As of 2004 there were approximately 77 million pet cats in the U.S. and only about 65 million pet dogs. In Canada, the ratio is 4.5 million cats to 3.5 million dogs. The numbers have changed drastically since 2000 when roughly the same number of cats and dogs had homes in the U.S. (approximately 62 million of each). Why the change? If you own a cat, you probably know the answer:
- cats are easier to care for because they don't need to be walked or let outside,
- cats can be left for a longer period of time on their own,
- cats tend to cost less than dogs since the majority of dog breeds eat more, require more grooming and on average require more vet trips, and
- cats are also affectionate, intelligent and playful pets.
Cats can also do amazing things like:
- jump five times the height of its tail,
- run about 30 miles (48 kilometers) per hour, and
- make about 100 different vocalization sounds.
Cats have highly developed senses which, combined with an acute sense of body orientation, allow the average cat to balance on fences, jump from one improbable location to another, often at top speed and sense prey from long distances.
More than a dozen muscles in the ear are used to precisely control movement, including the ability to independently rotate each ear to listen for prey or danger
A cat's sense of smell is the main way it identifies objects (or people). There are 200 million odor-sensitive cells in a cat's nose, compared to only 5 million in a human's nose.
A cat can see in one-sixth of the amount of light a human requires.

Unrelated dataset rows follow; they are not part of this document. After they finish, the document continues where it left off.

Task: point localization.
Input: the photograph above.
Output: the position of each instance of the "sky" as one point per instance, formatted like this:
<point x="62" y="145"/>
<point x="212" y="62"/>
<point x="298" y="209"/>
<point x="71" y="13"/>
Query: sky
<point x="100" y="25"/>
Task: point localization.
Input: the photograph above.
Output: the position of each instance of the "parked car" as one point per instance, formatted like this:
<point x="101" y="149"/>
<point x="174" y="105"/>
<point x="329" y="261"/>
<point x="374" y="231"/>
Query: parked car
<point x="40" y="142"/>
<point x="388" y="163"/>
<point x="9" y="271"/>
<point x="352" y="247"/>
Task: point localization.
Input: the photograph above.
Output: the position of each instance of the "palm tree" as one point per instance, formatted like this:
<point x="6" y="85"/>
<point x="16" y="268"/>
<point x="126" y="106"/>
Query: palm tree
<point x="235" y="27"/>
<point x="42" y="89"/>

Cat pupils can dilate to 90 per cent of the eye area, and also close almost entirely in bright light. The eyes protrude to give a cat superior peripheral vision, but a cat's overall sense of vision is actually five to ten times less acute than a human's. Cats see less detail than humans.
A cat uses its whiskers almost like a personal radar system. Whiskers are extremely sensitive to air movement, so the cat can detect an object's presence from a distance. Cats also use whiskers to determine the size of objects or openings. From tip to tip, a cat's whiskers determine the smallest gap he can comfortably get through. Since they are such a finely-tuned sensory system, whiskers should never be cut or trimmed.
Land on its Feet
Probably the most widely known feline attribute is the "righting reflex" - the ability of a cat to right itself during a fall so that it always lands on its feet. It's an automatic sequence of movements that take only a moment: first the cat adjusts its head to an upright position and its body follows by twisting or rotating to match the head. The cat's tail is the final 'rudder' to ensure balance and a perfect landing are attained.